Toutes les études confirment que vulnérabilité (précarité, maladie, handicap, âge…) et isolement social sont fortement corrélés. Les ruptures dans les parcours de vie sont aussi un facteur important de cet isolement. Depuis le début de la pandémie de Covid-19, les mesures de restriction (confinement, couvre-feu, fermeture des lieux publics), la précarité (chômage) et les ruptures (maladie) induites par l’épidémie ont majoré l’isolement et le sentiment de solitude. La solitude est un phénomène de société.

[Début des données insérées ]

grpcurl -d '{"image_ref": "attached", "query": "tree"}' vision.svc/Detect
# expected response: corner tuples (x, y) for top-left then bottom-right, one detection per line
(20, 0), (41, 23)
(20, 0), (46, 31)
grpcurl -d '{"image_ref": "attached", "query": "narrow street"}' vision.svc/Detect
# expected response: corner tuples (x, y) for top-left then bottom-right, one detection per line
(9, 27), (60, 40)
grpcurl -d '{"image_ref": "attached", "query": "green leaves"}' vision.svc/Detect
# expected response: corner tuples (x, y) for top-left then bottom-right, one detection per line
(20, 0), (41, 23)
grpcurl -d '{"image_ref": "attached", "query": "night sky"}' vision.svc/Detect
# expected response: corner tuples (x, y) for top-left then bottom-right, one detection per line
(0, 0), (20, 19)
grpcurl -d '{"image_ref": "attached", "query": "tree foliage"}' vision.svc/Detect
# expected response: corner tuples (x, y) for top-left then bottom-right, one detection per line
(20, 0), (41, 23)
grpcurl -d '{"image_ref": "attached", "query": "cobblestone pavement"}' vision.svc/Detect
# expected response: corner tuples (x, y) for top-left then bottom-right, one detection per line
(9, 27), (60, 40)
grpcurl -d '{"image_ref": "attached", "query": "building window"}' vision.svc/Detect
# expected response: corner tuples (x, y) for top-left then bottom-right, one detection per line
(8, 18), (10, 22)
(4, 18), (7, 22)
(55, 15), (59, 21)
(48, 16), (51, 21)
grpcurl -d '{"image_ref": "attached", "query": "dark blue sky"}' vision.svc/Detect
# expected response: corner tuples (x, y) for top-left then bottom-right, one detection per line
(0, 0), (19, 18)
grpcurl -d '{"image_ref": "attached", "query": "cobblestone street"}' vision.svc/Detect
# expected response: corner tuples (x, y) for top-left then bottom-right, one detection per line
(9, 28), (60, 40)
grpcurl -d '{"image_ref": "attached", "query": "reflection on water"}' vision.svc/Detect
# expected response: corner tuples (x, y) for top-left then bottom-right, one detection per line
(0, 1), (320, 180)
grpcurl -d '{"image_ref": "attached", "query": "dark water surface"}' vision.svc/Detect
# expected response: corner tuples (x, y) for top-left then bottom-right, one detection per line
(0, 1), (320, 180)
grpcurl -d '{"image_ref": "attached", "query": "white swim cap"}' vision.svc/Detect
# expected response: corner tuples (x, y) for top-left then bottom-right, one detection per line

Cette solitude a de nombreuses conséquences tant sur la santé mentale et physique que sur les comportements. La solitude favorise les troubles du sommeil, l’anxiété, la dépression, les addictions, les troubles des conduites alimentaires, les violences. Depuis le 1er confinement, il a été prouvé une exacerbation de ces troubles. Les enfants ont aussi pâti de ces mesures : le temps passé devant un écran a augmenté ainsi que les troubles du sommeil. De nombreuses pathologies (cardiaques, cancer, …) sont liées à la précarité qui est elle-même corrélée à la solitude. Mais il est difficile d’affirmer si précarité et/ou solitude sont la cause ou l’effet de certaines maladies. La solitude est aussi un enjeu de santé.

Lutter contre la solitude c’est à la fois de la prévention (lutter contre la précarité) et de la solidarité : aller vers l’autre, l’écouter, le reconnaitre, l’insérer et l’aider. C’est l’affaire de l’état, des associations et des citoyens.